Thanks for the tip! Are there any possible way to solve this? Like possibly an out of this world change in variables (ex let u = lnx)? or series substitution?
Hi every body, I have another kind of equation which seems rather difficult to solve (1 + a Sin(x)) y'' + a Cos(x) y' + b Sin(x) y = 0 Should I first expand sin and cos in their series and then try Laplace or serious solution methods? Or there is a method that can solve it directly? Please help?
Please help me to solve this DE: y''=ysinx (I think i should multiply both sides with 2y' but I don't know how to do next) thanks in advance ^^
(y')² = y²sin(x)+C You can find the solutions in the particular case C=0 in terms of exponential of Incomplete elliptic integral of the second kind.

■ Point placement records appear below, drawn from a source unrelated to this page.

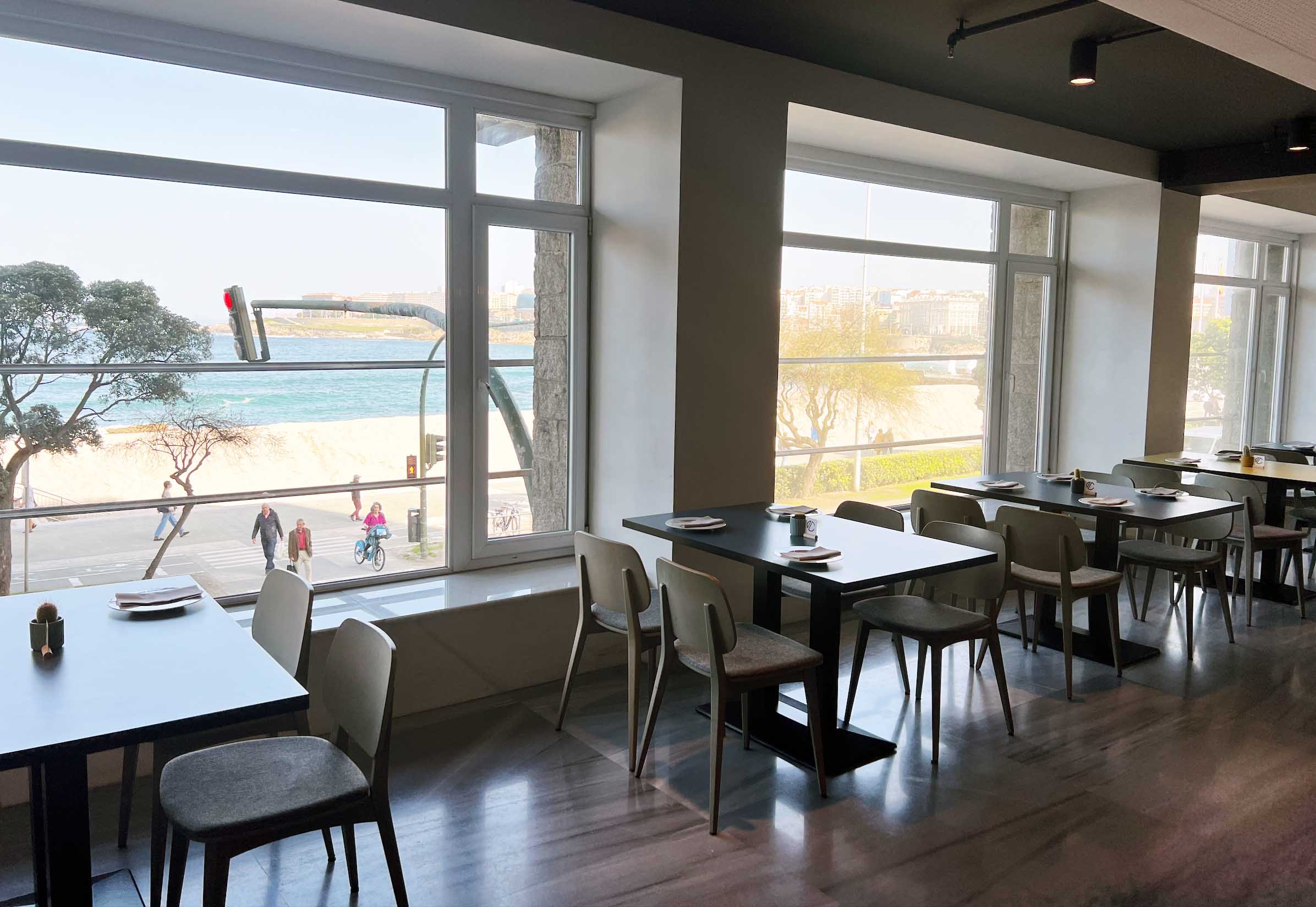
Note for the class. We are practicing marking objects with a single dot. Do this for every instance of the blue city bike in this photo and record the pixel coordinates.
(370, 548)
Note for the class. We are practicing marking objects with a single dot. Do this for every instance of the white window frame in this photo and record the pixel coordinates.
(828, 162)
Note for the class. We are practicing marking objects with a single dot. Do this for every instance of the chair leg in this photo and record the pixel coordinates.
(936, 702)
(385, 818)
(349, 847)
(998, 668)
(923, 659)
(655, 702)
(898, 643)
(177, 868)
(861, 646)
(215, 886)
(573, 664)
(717, 719)
(811, 702)
(128, 774)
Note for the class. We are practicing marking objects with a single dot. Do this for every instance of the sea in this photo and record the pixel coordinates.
(265, 398)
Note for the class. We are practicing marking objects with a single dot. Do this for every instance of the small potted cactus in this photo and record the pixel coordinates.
(48, 630)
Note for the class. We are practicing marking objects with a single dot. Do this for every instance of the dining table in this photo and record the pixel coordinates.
(1278, 479)
(122, 677)
(870, 557)
(1056, 496)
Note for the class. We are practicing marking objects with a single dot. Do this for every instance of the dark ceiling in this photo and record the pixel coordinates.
(1163, 91)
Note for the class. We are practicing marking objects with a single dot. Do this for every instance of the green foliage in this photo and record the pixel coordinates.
(881, 471)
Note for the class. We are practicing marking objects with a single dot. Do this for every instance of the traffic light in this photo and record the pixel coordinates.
(434, 449)
(240, 323)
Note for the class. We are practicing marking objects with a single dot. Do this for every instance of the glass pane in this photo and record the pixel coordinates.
(1031, 231)
(1277, 263)
(838, 303)
(1227, 257)
(870, 211)
(1269, 368)
(1218, 362)
(1024, 373)
(124, 105)
(527, 160)
(529, 281)
(172, 249)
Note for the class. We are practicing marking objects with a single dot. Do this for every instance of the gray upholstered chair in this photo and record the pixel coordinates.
(615, 598)
(1251, 535)
(281, 624)
(1206, 553)
(1052, 560)
(935, 626)
(244, 795)
(699, 632)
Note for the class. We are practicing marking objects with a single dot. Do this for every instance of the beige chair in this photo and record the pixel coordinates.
(281, 624)
(244, 795)
(698, 631)
(935, 626)
(615, 598)
(1206, 553)
(1052, 560)
(858, 511)
(1251, 535)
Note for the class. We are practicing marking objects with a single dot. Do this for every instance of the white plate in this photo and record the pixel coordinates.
(825, 560)
(677, 524)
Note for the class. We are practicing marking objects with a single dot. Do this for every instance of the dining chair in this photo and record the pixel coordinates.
(244, 795)
(935, 626)
(281, 624)
(1049, 559)
(1251, 535)
(699, 632)
(1206, 553)
(615, 598)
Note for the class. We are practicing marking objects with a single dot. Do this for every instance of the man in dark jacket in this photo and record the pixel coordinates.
(270, 532)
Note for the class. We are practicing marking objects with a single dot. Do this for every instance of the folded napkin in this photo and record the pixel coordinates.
(157, 597)
(816, 553)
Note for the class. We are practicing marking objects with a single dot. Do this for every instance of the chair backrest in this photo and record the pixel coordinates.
(1035, 539)
(358, 689)
(874, 515)
(1209, 528)
(928, 506)
(1241, 490)
(1147, 477)
(984, 582)
(611, 575)
(1107, 478)
(281, 623)
(683, 594)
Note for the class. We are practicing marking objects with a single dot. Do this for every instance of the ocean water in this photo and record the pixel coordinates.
(266, 398)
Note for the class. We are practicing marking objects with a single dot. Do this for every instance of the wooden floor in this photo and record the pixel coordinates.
(1183, 784)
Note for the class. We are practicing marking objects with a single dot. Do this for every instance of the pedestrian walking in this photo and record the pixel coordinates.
(269, 531)
(167, 512)
(299, 549)
(356, 501)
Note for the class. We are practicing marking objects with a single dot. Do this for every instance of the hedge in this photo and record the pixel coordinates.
(880, 471)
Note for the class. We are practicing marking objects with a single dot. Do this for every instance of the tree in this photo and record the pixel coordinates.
(814, 397)
(187, 436)
(48, 318)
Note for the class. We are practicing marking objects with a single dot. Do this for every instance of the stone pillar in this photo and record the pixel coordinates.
(556, 179)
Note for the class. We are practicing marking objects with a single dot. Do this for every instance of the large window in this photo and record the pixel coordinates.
(399, 345)
(918, 324)
(1240, 316)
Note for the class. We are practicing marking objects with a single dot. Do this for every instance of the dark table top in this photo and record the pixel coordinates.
(871, 556)
(129, 679)
(1057, 495)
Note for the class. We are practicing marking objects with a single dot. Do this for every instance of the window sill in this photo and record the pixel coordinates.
(415, 597)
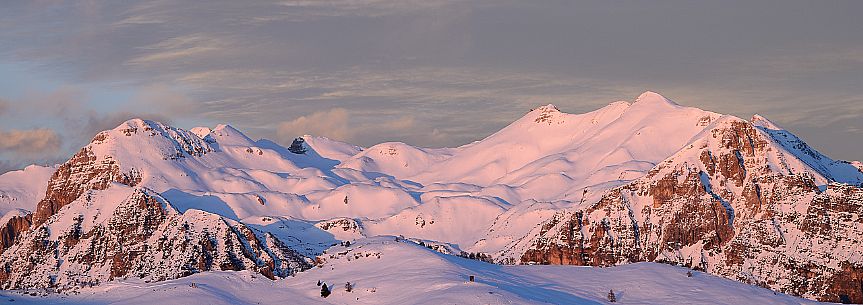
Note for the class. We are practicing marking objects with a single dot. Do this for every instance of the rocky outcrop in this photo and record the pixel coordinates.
(14, 227)
(96, 223)
(726, 206)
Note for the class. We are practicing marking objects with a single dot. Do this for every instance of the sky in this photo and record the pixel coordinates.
(431, 73)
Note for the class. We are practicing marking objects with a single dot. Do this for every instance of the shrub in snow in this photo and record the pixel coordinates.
(297, 146)
(325, 291)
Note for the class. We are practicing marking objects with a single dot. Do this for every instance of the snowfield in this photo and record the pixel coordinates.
(146, 209)
(384, 271)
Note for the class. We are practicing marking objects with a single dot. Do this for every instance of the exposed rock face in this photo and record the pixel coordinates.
(16, 226)
(723, 205)
(142, 237)
(83, 172)
(97, 224)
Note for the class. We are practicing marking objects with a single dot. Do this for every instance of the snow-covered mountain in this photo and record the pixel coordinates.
(641, 181)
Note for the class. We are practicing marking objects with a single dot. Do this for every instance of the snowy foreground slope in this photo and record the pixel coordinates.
(384, 271)
(641, 181)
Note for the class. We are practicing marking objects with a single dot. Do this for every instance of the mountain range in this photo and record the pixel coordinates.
(641, 181)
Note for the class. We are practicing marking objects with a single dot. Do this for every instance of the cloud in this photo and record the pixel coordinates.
(332, 123)
(341, 124)
(4, 107)
(41, 141)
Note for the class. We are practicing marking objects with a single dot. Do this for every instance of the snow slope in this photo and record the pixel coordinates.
(21, 189)
(497, 196)
(384, 271)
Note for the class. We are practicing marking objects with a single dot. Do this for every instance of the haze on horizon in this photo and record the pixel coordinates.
(428, 73)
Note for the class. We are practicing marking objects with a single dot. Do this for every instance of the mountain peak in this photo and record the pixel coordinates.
(228, 135)
(133, 123)
(653, 98)
(763, 122)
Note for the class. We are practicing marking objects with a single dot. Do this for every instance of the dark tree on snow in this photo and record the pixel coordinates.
(297, 146)
(325, 291)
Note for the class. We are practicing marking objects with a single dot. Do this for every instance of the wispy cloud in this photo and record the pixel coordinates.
(442, 72)
(40, 142)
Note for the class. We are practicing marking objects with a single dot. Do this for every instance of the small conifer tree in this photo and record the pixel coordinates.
(325, 291)
(297, 146)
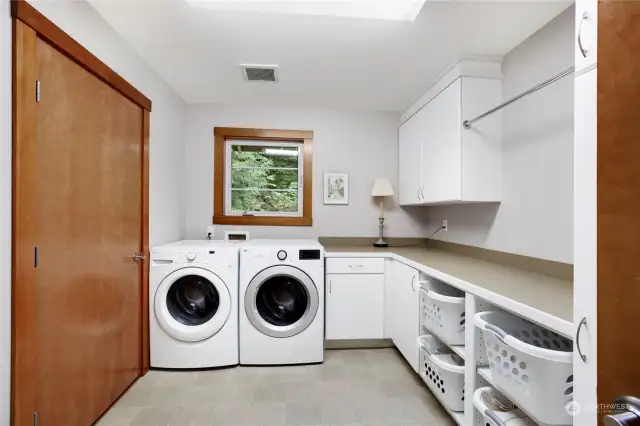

I'm afraid that sin(x) ruins the integration, and as such you're missing a term ##-\int dx y(x) \cos(x)##. After multiplying by 2y' you get $$\frac{d}{dx}(y')^2 = \left[\frac{d}{dx}(y^2)\right] \sin(x),$$ which can't be integrated exactly - you get ##(y')^2 = y^2\sin(x) + C - \int dx~y(x) \cos(x)##.
A closed form for the solutions of y''=sin(x)*y involves the Mathieu's special functions. http://mathworld.wolfram.com/MathieuFunction.html
You have already been given two methods, Frobenius and a change of variables that changes this to a Bessel equation, and a complete solution: y(x)= 0. What more do you want?
In future, however, please do not "hi-jack" someone else's thread to ask a new question. Use the "new thread" button to start your own thread.